Frankfurts Trainer Friedhelm Funkel überraschte mit einer mutigen Aufstellung und setzte in der Abwehr auf eine Dreierkette gegen den Drei-Mann-Angriff des FC Bayern, in dem Roque Santa Cruz die Position des verletzten Nationalstürmers Lukas Podolski einnahm. Die Eintracht fand auch besser ins Spiel und prüfte einige Male Bayern-Kapitän Oliver Kahn. Seine größte Tat vollbrachte der Ex-Nationaltorhüter in der 20. Minute, als er den nach einem Freistoß vom Japaner Naohiro Takahara verlängerten Ball reaktionsschnell mit dem Fuß parierte. Da hat Olli sehr gut gehalten, kommentierte Eintracht-Coach Funkel, der den Bayern nach Spielende zu einem verdienten Sieg gratulierte.
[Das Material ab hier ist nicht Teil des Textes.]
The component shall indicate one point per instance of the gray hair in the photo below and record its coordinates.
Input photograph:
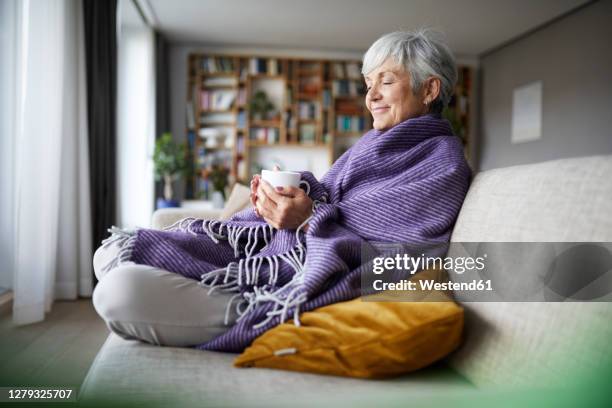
(423, 54)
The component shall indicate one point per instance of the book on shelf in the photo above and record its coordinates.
(353, 71)
(240, 145)
(338, 70)
(220, 81)
(349, 123)
(349, 107)
(214, 119)
(307, 133)
(289, 119)
(242, 99)
(310, 85)
(310, 66)
(215, 65)
(217, 100)
(269, 135)
(267, 66)
(327, 99)
(241, 120)
(190, 115)
(347, 87)
(308, 110)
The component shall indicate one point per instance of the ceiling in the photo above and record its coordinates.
(471, 26)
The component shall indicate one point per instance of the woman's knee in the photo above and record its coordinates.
(115, 297)
(102, 257)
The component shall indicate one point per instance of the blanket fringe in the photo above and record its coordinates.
(125, 239)
(246, 271)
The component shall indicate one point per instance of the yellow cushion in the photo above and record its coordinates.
(363, 339)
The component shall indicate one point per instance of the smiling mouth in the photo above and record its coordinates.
(380, 109)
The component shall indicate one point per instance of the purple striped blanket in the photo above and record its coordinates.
(405, 184)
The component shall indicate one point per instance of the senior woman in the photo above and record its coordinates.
(217, 285)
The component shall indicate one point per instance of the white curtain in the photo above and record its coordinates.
(9, 36)
(135, 125)
(52, 225)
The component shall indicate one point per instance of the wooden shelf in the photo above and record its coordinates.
(266, 76)
(265, 123)
(349, 134)
(216, 111)
(213, 124)
(217, 74)
(300, 75)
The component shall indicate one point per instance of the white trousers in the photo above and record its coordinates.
(157, 306)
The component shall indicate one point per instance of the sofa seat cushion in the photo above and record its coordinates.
(132, 372)
(518, 344)
(363, 337)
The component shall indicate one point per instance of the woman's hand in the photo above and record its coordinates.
(253, 195)
(282, 207)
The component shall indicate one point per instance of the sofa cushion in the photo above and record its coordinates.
(536, 343)
(132, 373)
(361, 338)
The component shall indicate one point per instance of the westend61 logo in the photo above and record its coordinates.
(410, 264)
(489, 271)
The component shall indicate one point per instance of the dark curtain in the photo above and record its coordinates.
(162, 114)
(100, 22)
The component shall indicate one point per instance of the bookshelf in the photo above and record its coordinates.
(315, 104)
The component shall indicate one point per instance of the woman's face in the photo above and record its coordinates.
(390, 99)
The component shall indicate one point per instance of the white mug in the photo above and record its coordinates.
(279, 178)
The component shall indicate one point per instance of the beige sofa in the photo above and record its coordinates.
(507, 345)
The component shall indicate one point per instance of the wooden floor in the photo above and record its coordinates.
(57, 351)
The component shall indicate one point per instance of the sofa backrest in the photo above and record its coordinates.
(566, 200)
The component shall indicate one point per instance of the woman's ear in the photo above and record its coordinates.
(431, 90)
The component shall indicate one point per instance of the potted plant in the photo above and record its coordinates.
(169, 161)
(217, 174)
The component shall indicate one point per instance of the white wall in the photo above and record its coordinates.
(135, 125)
(573, 59)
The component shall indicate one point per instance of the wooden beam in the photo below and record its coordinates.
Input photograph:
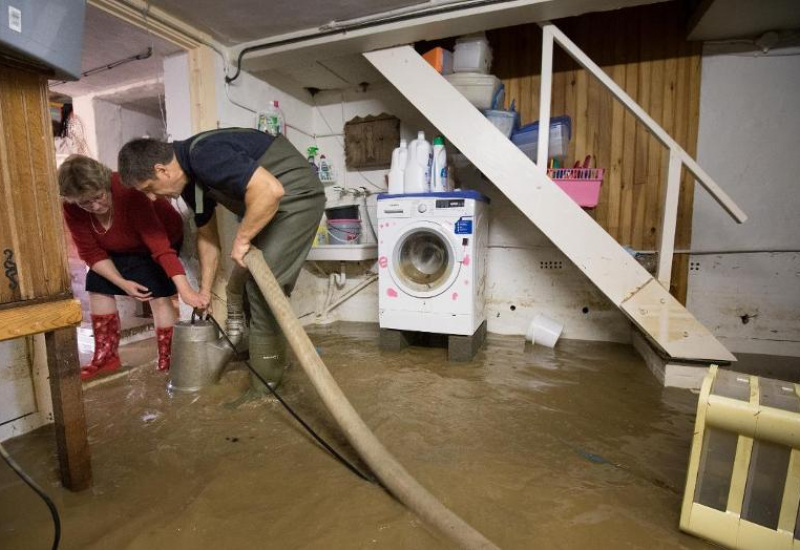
(34, 319)
(70, 421)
Auf der Gegenseite brachte ausgerechnet ein Patzer von Nikolov, der den verletzten Stammkeeper Markus Pröll ersetzte, die Eintracht auf die Verliererstraße. Nikolov ließ einen Schuss von Santa Cruz nach vorne abprallen, Makaay staubte ab - sein fünftes Saisontor. Kurz darauf glänzte der Torjäger als Vorbreiter für Van Bommel, der aus 17 Metern unhaltbar für Nikolov traf. Nach dem Spiel gab es von Bayern-Trainer Felix Magath ein Sonderlob für Makaay: Mich freut seine Entwicklung. Ich bin überzeugt, dass wir wieder den alten Roy Makaay sehen. Dieses Jahr traue ich ihm die Torjägerkrone zu.

Nach dem Doppelschlag des Holland-Duos hätten die Bayern sogar noch vor der Pause auf 3:0 erhöhen können, aber das scheiterte am Eigensinn von Pizarro. Nach einem fragwürdigen Foulelfmeter, den der Peruaner im Zweikampf mit Sotirios Kyrgiakos herausgeholt hatte, wollte er unbedingt selbst das Tor machen. Pizarro schickte Bayerns etatmäßigen Schützen Makaay davon und scheiterte prompt mit seinem Flachschuss an Nikolov.

Nach Foul von Marco Russ an Pizarro hätte es in der 58. Minute noch einmal Elfmeter geben müssen, aber Schiedsrichter Florian Meyer pfiff dieses Mal nicht. Pech hatten die Bayern auch kurz danach, als Makaay mit einem Freistoß aus gut 25 Metern den Pfosten traf (61.). Nach dem Platzverweis von Vasoski stand die Eintracht endgültig auf verlorenem Posten. Allerdings verpassten die Münchner in Überzahl einen höheren Sieg, was Magath mächtig ärgerte: Als wir einen Mann mehr waren, haben wir das Spiel eingestellt. Das stört mich.